Statistical Analysis of Binding Energies in NIST XPS Database of BEs

Six (6) Chemical State Tables of B (1s) BEs

The XPS Library Spectra-Base
PHI Handbook
Thermo-Scientific Website
XPSfitting Website
Techdb Website
NIST Website

Notes of Caution when using Published BEs and BE Tables from Insulators and Conductors:

Accuracy of Published BEs
- The accuracy depends on the calibration BEs used to calibrate the energy scale of the instrument. Cu (2p_3/2) BE can vary from 932.2 to 932.8 eV for old publications
- Different authors use different BEs for the C (1s) BE of the hydrocarbons found in adventitious carbon that appears on all materials and samples.
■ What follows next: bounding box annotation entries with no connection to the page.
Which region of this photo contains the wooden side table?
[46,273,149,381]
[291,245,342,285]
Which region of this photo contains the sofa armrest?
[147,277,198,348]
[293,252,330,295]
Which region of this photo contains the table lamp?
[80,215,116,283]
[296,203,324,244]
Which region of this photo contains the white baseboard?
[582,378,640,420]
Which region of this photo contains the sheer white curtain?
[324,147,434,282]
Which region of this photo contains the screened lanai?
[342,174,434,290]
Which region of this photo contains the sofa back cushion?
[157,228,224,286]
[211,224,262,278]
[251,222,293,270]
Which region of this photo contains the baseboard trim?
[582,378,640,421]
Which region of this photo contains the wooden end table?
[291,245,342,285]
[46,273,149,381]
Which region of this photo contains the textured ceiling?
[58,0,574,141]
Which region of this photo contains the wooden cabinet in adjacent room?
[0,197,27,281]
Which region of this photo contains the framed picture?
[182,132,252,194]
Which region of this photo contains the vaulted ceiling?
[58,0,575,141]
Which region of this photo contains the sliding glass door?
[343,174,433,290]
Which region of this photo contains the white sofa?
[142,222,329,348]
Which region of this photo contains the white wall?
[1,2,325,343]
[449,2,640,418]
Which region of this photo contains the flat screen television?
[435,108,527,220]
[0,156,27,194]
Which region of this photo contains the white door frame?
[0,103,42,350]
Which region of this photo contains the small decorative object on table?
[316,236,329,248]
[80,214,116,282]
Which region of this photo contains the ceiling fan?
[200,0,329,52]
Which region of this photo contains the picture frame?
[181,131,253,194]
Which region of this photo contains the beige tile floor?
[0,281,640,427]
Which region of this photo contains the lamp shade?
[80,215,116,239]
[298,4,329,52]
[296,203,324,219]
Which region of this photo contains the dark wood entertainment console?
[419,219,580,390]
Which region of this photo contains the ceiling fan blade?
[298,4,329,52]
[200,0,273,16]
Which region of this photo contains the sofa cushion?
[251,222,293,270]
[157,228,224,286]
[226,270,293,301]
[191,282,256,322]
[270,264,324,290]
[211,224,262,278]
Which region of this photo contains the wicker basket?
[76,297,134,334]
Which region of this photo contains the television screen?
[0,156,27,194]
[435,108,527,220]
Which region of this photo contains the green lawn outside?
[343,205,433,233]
From 284.2 to 285.3 eV
- The accuracy depends on when the authors last checked or adjusted their energy scale to produce the expected calibration BEs
Worldwide Differences in Energy Scale Calibrations
- For various reasons authors still use older energy scale calibrations
- Some authors still adjust their energy scale so Cu (2p_3/2) appears at 932.2 eV or 932.8 eV because this is what the maker taught them
- This range causes BEs in the higher BE end to be larger than expected
- This variation increases significantly above 600 eV BE
Charge Compensation
- Samples that behave as true insulators normally require the use of a charge neutralizer (electron flood gun with or without Ar+ ions) so that the measured chemical state spectra can be produced without peak-shape distortions or sloping tails on the low BE side of the peak envelop.
- Floating all samples (conductive, semi-conductive, and non-conductive) and always using the electron flood gun is considered to produce more reliable BEs and is recommended.
Charge Referencing Methods for Insulators
- Charge referencing is a common method, but it can produce results that are less reliable.
- When an electron flood gun is used, the BE scale will usually shift to lower BE values by 0.01 to 5.0 eV depending on your voltage setting. Normally, to correct for this flood gun induced shift, the BE of the hydrocarbon C (1s) peak maximum from adventitious carbon is used to correct for the charge induced shift.
- The hydrocarbon peak is normally the largest peak at the lowest BE.
- Depending on your preference or training, the C (1s) BE assigned to this hydrocarbon peak varies from 284.8 to 285.0 eV. Other BEs can be as low as 284.2 eV or as high as 285.3 eV
- Native oxides that still show the pure metal can suffer differential charging that causes the C (1s) and the O (1s) and the Metal Oxide BE to be larger
- When using the electron flood gun, the instrument operator should adjust the voltage and the XY position of the electron flood gun to produce peaks from a strong XPS signal (eg O (1s) or C (1s) having the most narrow FWHM and the lowest experimentally measured BE.

→ Periodic Table

Table #1

B (1s) Chemical State BEs from: “The XPS Library Spectra-Base”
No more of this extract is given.